With that being said, I find that there is a terrible lack of creativity in Christian music. When we look back through history to musicians like Bach and the like (Christian men by the way). They were at the forefront of music. They were doing wildly creative things! In fact, they were considered mad men. But they CHANGED music. They were doing things that revolutionized music. Where as Christian bands now are playing radio friendly 4 chord 4/4 junk.
If we are to be emulators of God, should we not try to emulate his creativity? Why are we sitting back and accepting this stale garbage?
Because people generally Want stale, easy and formulaic. It's comfortable. It's easy to swallow. It's "safe".
And God is often viewed in the same light. The God of soul mates, church garage sales, married pastor's with picket fences and 2.5 children and who always smile. And soccer moms and dads running their own businesses. Where sins are swept under the rug or overlooked because no one wants to be shamed for struggling.
Where people hide their dark secrets behind a smile because it's not "Christian" to admit to problems.
In a culture that fake and stale and dishonest, creativity is dangerous as it may leak out sincerity.
Growing up I avoided mainstream Christian music for less popular variations. With Christian music that felt more creative and sincere and open. Eventually I realized that music mostly felt creative in light of CCM, but their secular peers tended to far outshine them. And still do.
Often times even the most creative Christian music tends to be lesser copies of something secular.

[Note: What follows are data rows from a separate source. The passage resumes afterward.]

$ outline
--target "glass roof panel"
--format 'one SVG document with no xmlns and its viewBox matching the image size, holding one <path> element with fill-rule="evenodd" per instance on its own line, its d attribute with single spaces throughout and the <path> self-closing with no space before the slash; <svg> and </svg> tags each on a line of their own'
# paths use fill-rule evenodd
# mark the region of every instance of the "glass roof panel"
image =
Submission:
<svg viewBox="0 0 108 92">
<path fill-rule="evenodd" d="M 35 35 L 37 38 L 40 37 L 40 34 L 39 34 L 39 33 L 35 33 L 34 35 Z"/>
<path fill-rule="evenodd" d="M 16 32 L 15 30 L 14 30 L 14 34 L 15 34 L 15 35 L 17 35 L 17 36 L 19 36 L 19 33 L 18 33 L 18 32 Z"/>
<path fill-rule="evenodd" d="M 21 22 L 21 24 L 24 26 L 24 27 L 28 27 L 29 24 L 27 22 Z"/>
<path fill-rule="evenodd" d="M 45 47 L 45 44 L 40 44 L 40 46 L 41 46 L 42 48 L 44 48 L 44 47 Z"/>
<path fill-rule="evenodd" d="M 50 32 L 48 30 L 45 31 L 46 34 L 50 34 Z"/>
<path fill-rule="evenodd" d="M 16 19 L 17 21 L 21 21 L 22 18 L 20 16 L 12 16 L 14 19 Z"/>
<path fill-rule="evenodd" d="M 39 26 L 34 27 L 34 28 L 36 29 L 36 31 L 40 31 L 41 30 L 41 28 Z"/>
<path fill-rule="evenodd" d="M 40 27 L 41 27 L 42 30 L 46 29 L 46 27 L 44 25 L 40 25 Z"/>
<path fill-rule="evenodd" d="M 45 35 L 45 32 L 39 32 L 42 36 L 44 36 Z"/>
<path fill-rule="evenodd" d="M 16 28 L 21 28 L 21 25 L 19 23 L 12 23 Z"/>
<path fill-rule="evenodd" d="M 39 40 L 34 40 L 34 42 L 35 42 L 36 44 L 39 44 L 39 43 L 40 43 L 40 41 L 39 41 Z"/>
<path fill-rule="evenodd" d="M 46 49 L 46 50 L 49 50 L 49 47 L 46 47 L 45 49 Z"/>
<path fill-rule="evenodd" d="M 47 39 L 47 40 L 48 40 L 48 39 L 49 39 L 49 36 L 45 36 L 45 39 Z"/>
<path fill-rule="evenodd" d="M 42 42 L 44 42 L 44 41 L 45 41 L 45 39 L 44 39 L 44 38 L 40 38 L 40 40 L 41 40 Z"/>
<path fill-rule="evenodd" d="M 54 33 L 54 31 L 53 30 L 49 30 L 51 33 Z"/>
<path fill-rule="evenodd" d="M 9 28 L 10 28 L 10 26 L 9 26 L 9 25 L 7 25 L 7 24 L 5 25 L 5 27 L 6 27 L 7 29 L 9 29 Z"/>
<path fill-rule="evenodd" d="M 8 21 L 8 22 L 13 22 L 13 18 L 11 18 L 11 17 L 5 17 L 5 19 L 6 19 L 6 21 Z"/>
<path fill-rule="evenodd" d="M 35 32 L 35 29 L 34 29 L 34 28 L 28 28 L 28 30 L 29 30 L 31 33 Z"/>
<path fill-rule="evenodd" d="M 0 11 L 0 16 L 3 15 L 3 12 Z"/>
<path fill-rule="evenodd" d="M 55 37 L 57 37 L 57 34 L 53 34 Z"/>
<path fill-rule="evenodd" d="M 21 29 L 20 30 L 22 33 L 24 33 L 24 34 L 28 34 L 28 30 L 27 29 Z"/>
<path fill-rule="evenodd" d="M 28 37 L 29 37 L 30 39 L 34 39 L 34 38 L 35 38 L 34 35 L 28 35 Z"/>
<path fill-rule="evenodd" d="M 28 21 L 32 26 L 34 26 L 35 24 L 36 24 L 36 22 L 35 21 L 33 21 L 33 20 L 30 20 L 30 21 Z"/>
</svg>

And after 30 years of pondering this I feel it's because mostly Christians are attempting to fit in, rather than lead. See whats being done and try to make the best copy of that to fit in and hopefully make some headway in terms of acceptance.
But in my experience the only Christian music to get anywhere, at least since I've been watching, has mostly not been in the mainstream markets.
Stryper, P.O.D., NF having been some of the biggest, but Fit For A King, Silent Planet, August Burns Red and other having some decent success. And in the early 2000s there was the Christian-core movement that blew up and took over, but then imploded.
But in modern culture creativity in music and mainstream don't really go hand in hand. And that even goes for secular. And often times when creativity is involved it goes over people's heads. Creativity is often left on the outside to be played by musicians that get labeled as having no talent Because they go beyond 4 chords and 4/4.
To find the biggest collection of talented musicians means to step outside the mainstream sounds and take a risk at what's not always comfortable or easy and to reevaluate whats good.